Oceana still stands by the figures in its report, despite Amazon’s objections. “[Amazon] continues to, in response to questions about plastic use, offer anecdotes about packaging weight rather than transparency,” a spokesperson for the organization said in an email to The Verge. “Even the low number claimed by the company for its plastic packaging footprint would still be an enormous amount of plastic waste — enough to circle the earth over a hundred times in the form of air pillows and to cause very large problems for the oceans.” Oceana is concerned that as more people shop online, a greater share of leftover packaging will end up in the ocean. Since Amazon hasn’t publicly released numbers on its plastic pollution, Oceana tried to track it down itself. “What you don’t measure you cannot manage. So we had to estimate this,” says Anne Schroeer, a director of strategic initiatives at Oceana. “Obviously, it would be much better if Amazon would publish their plastic footprint.”

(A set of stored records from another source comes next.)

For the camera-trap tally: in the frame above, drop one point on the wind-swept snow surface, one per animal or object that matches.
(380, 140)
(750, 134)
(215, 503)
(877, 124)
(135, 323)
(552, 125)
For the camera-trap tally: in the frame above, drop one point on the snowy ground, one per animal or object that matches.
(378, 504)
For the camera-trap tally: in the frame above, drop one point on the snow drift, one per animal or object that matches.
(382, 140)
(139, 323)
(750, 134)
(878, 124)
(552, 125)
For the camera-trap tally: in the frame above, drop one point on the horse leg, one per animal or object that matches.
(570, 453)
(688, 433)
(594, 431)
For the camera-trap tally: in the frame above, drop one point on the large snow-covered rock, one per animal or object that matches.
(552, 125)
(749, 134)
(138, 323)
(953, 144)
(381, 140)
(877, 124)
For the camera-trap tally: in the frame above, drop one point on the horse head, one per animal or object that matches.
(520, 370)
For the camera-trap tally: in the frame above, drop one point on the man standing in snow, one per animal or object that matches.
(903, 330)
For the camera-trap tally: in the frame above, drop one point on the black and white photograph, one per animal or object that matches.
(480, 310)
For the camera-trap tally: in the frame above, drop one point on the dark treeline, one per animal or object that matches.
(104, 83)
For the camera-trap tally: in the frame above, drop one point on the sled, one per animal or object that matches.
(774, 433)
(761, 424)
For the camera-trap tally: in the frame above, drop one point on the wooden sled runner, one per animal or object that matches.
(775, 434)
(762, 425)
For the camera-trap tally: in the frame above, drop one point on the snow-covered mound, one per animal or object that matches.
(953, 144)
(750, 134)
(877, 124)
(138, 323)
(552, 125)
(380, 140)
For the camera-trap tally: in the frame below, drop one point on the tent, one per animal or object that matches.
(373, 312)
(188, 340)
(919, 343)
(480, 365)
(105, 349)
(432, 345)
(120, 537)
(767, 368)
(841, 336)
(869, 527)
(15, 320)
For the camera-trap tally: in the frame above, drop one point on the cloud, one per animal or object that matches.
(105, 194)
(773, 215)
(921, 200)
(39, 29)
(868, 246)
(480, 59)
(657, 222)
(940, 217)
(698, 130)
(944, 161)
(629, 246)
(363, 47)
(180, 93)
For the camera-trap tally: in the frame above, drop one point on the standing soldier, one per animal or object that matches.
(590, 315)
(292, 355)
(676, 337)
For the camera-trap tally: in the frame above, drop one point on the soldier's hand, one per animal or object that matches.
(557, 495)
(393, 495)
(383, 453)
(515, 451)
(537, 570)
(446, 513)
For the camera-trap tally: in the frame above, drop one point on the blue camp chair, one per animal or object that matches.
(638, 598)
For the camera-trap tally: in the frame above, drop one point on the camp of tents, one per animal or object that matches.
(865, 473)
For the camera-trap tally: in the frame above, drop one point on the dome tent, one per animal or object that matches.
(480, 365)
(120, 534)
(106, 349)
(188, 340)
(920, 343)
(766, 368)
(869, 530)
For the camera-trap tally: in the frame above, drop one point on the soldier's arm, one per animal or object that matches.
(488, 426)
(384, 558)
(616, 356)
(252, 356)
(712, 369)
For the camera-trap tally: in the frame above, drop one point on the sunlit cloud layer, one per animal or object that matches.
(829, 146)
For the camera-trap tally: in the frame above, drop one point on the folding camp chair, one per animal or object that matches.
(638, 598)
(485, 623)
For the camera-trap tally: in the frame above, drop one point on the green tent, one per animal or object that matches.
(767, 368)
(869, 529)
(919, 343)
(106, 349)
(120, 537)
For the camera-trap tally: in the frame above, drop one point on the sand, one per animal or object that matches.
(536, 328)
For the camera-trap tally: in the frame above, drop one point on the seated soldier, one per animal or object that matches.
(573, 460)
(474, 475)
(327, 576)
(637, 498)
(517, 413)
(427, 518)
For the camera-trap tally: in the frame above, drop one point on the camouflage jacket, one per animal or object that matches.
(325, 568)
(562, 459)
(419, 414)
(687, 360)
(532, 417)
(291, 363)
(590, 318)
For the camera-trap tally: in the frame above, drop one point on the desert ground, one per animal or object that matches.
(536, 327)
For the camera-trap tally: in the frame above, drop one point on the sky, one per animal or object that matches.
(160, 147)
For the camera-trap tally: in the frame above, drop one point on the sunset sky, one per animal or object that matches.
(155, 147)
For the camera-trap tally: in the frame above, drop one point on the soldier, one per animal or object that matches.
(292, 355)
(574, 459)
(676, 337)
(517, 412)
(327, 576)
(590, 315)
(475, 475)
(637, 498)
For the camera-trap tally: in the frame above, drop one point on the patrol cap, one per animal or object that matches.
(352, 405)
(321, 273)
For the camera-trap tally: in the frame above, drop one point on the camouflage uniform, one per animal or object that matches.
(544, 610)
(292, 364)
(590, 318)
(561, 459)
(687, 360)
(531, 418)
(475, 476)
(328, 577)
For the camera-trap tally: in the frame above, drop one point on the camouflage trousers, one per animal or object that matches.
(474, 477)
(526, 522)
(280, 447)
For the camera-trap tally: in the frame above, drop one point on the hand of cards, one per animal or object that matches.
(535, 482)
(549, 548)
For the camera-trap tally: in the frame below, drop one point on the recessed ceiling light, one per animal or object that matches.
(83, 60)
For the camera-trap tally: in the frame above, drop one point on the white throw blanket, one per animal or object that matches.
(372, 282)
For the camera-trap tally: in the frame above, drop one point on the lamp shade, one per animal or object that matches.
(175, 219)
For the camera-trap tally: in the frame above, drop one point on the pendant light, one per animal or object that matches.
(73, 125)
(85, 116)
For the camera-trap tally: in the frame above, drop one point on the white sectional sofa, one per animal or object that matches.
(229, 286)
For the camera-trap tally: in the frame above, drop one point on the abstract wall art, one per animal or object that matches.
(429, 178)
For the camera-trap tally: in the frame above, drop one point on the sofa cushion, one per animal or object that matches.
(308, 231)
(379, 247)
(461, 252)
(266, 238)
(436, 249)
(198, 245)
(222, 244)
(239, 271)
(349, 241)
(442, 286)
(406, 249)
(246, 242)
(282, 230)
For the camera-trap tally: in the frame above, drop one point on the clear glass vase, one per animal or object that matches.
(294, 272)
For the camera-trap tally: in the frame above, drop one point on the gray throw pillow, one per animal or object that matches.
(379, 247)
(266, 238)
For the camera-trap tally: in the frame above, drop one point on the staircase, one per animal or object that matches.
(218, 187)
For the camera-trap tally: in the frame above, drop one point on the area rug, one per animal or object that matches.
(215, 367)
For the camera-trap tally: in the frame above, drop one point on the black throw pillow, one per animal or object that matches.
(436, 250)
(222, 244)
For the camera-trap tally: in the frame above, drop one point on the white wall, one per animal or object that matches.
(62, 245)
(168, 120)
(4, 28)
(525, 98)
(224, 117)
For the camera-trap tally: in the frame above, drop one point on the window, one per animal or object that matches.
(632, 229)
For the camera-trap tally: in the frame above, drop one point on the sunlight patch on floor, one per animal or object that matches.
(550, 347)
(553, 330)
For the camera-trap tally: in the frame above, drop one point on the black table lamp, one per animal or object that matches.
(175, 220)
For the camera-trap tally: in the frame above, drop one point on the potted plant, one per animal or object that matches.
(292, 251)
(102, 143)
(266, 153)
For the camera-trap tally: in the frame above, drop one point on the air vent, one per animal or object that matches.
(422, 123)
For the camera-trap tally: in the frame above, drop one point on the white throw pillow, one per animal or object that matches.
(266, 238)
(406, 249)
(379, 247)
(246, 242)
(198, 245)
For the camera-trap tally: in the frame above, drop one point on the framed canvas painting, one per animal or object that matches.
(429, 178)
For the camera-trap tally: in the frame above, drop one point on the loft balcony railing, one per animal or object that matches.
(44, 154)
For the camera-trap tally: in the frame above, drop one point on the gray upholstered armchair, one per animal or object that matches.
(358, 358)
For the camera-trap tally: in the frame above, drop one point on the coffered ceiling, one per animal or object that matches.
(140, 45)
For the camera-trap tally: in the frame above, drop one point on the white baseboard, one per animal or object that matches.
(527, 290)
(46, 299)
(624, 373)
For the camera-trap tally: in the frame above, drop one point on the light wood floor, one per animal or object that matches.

Using that assumption, Oceana estimated that up to 22 million pounds of Amazon’s plastic packaging waste polluted freshwater and marine ecosystems across the world last year. It based that projection on a study published earlier this year that estimated that 11 percent of global plastic waste wound up in aquatic ecosystems. That study, however, isn’t limited to packaging waste, which makes it difficult to use its data as a way to pinpoint how much plastic pollution Amazon sent to oceans, rivers, and lakes. “We share Oceana’s ambition to protect and restore the world’s oceans, and we support the reduced use of plastics. However, Oceana has dramatically miscalculated Amazon’s use of plastic,” a spokesperson for Amazon said in a statement.